The Treasury claims the insurance scheme will "reduce banks’ uncertainty about the value of past investments, so providing them with greater confidence to lend in the future to creditworthy businesses, homeowners and consumers".

The government will also be pushing banks to sign up to "specific and quantified lending commitments" for lenders to increase loans to consumers and businesses that will be "binding and externally audited".

Mr Brown and Mr Darling also confirmed an increase in the government's stake in Royal Bank of Scotland as £5 billion worth of preferred shares are converted to ordinary stock.

The prime minister said: "I am angry at RBS and what has happened – these were irresponsible risks taken with people's money."

In particular he hit out at the losses made from the US subprime mortgage market and the purchase of Dutch bank ABM Amro.

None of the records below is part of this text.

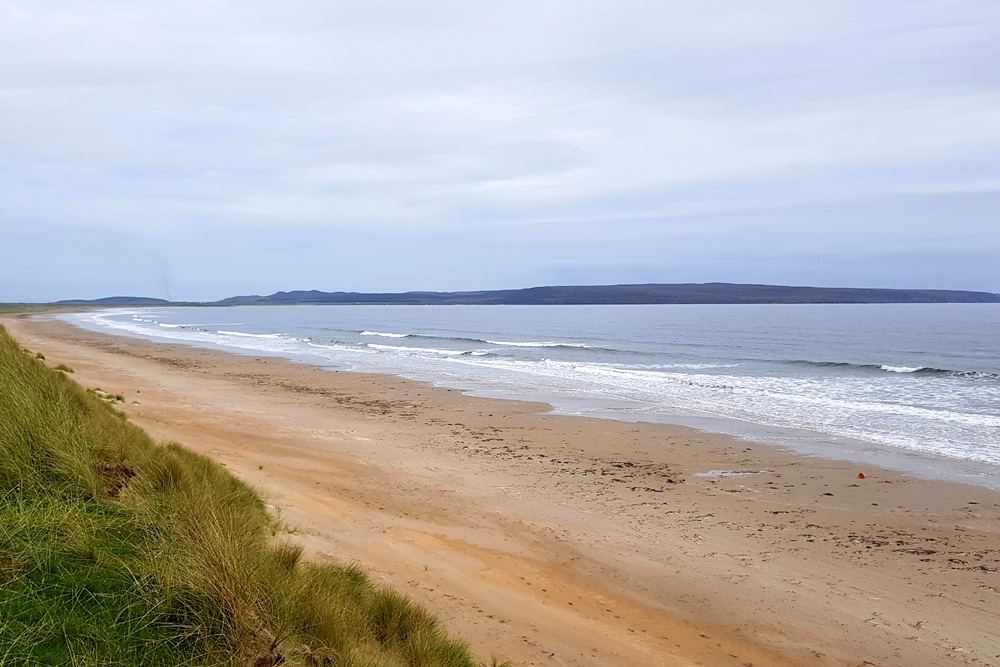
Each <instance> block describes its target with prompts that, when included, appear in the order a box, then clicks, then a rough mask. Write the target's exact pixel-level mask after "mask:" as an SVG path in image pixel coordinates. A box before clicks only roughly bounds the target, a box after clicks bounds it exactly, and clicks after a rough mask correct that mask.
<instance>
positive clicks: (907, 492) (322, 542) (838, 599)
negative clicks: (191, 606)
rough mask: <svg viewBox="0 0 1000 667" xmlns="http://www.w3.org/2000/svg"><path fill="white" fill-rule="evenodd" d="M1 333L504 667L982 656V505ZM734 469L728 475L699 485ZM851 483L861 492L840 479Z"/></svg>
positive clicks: (997, 645) (984, 561)
mask: <svg viewBox="0 0 1000 667" xmlns="http://www.w3.org/2000/svg"><path fill="white" fill-rule="evenodd" d="M0 322H2V323H3V324H4V326H6V327H7V328H8V330H9V331H10V332H11V333H12V334H13V335H14V336H15V337H17V338H18V340H19V341H20V342H21V343H22V345H24V346H26V347H28V348H29V349H31V350H33V351H39V352H42V353H44V354H45V357H46V360H47V363H49V364H50V365H53V366H54V365H56V364H59V363H65V364H67V365H69V366H70V367H72V368H73V369H75V371H76V373H75V374H74V375H73V377H74V379H76V380H77V381H78V382H80V383H81V384H82V385H83V386H85V387H100V388H101V389H104V390H105V391H108V392H111V393H121V394H123V395H124V396H125V397H126V401H125V403H124V405H123V406H122V408H121V409H123V410H124V411H125V412H126V413H128V415H129V417H130V418H131V419H132V420H133V421H135V422H136V423H137V424H139V425H140V426H142V427H143V428H145V429H147V430H148V431H149V432H150V433H151V434H152V435H153V436H154V437H155V438H158V439H160V440H176V441H178V442H180V443H182V444H184V445H185V446H187V447H189V448H191V449H193V450H195V451H198V452H201V453H203V454H206V455H208V456H210V457H212V458H213V459H215V460H216V461H219V462H220V463H222V464H224V465H226V466H227V467H228V468H229V469H230V470H232V471H233V472H234V473H235V474H236V475H237V476H239V477H240V478H241V479H244V480H245V481H247V482H249V483H250V484H252V485H253V486H255V487H256V488H258V489H259V490H260V491H261V492H262V493H263V494H264V495H266V496H267V497H268V498H269V500H270V502H271V503H272V504H273V505H274V506H275V507H276V508H277V510H278V511H280V513H281V515H282V517H283V519H284V520H285V522H287V523H288V524H289V526H291V527H292V528H293V529H294V531H295V533H296V536H297V537H296V539H300V540H301V541H302V542H303V544H305V545H306V547H307V553H308V555H309V557H310V558H313V559H317V560H324V559H336V560H356V561H359V562H361V563H363V564H364V565H365V567H367V568H368V569H369V570H370V571H371V572H372V573H373V575H374V576H375V577H376V578H378V579H381V580H383V581H385V582H386V583H389V584H392V585H394V586H397V587H398V588H400V589H401V590H404V591H405V592H406V593H407V594H409V595H410V596H412V597H413V598H415V599H417V600H419V601H421V602H422V603H423V604H425V605H426V606H427V607H428V608H430V609H431V610H432V611H434V612H435V613H436V614H438V615H439V616H440V617H441V618H442V620H443V621H444V622H445V624H446V625H447V626H448V628H449V629H450V630H451V631H452V632H453V633H454V634H456V635H458V636H461V637H462V638H463V639H465V640H467V641H468V642H469V643H470V644H471V645H472V646H473V648H474V649H475V650H476V651H477V652H479V653H480V654H481V655H484V656H488V655H490V654H491V653H496V654H498V655H500V656H503V657H508V658H511V659H513V660H514V661H515V662H516V663H517V664H524V665H587V666H591V665H593V666H596V665H697V664H702V665H754V666H757V667H759V666H762V665H864V664H874V665H907V666H909V665H960V664H970V665H1000V493H997V492H993V491H989V490H986V489H983V488H979V487H973V486H968V485H962V484H957V483H950V482H940V481H928V480H919V479H914V478H912V477H907V476H905V475H902V474H899V473H894V472H888V471H884V470H878V469H874V468H870V467H861V466H859V465H858V464H852V463H842V462H837V461H829V460H824V459H816V458H811V457H805V456H800V455H795V454H792V453H789V452H786V451H784V450H781V449H776V448H772V447H767V446H764V445H757V444H753V443H748V442H744V441H741V440H737V439H734V438H731V437H728V436H722V435H714V434H707V433H703V432H700V431H696V430H692V429H687V428H683V427H676V426H669V425H662V424H641V423H640V424H633V423H625V422H615V421H606V420H599V419H583V418H578V417H562V416H554V415H551V414H547V410H548V406H546V405H543V404H538V403H526V402H516V401H501V400H493V399H483V398H474V397H469V396H465V395H463V394H462V393H461V392H458V391H455V390H449V389H443V388H435V387H431V386H429V385H426V384H422V383H418V382H412V381H408V380H404V379H400V378H397V377H393V376H388V375H369V374H360V373H347V372H333V371H328V370H324V369H320V368H317V367H314V366H309V365H305V364H295V363H292V362H289V361H285V360H282V359H276V358H267V357H252V356H243V355H236V354H230V353H226V352H219V351H214V350H201V349H197V348H192V347H186V346H180V345H168V344H160V343H153V342H148V341H143V340H138V339H131V338H123V337H115V336H110V335H106V334H97V333H91V332H87V331H84V330H81V329H78V328H75V327H72V326H70V325H68V324H66V323H63V322H61V321H57V320H53V319H49V318H45V317H44V316H43V317H35V318H26V317H21V316H5V317H3V318H0ZM712 471H735V472H740V473H747V474H742V475H739V476H735V475H734V476H717V475H715V476H713V475H712ZM859 472H864V473H865V475H866V479H859V478H858V473H859Z"/></svg>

"People have right to be angry," Mr Brown said.

This would take the government's holding in RBS to 70 per cent and allow RBS to cease paying the high premium on the preferred stock so it can focus on lending again.

RBS will make an extra £6 billion of lending available.

Mr Darling said the help had to come at a cost to banks - with increased lending forced.

The prime minister said he "utterly disputed" he was offering banks a blank cheque.

The chancellor, meanwhile, told reporters: "At every stage we look after the taxpayer interest.

"If we don’t do anything, banks will not lend to each other and the situation will be much worse.

"The cost of doing nothing is so much more."

It was also confirmed that Northern Rock, nationalised last year, will be repaying a government loan at a slower rate – no longer pushing customers to remortgage with other lenders.

"It is not appropriate for Northern Rock to continue shrink," Mr Darling said.

"It is right now for them to maintain lending in housing market. Basically telling people to go and telling them to go to a market where there is no money available isn't right."

He said it was right at the time of privatisation.

The Treasury insisted the impact of the bailout on the public purse would be "mostly temporary".

"Investments will be held for no longer than is necessary to ensure stability and protect taxpayer interests; liabilities will be backed by assets; and fees will be charged for relevant schemes," a statement said.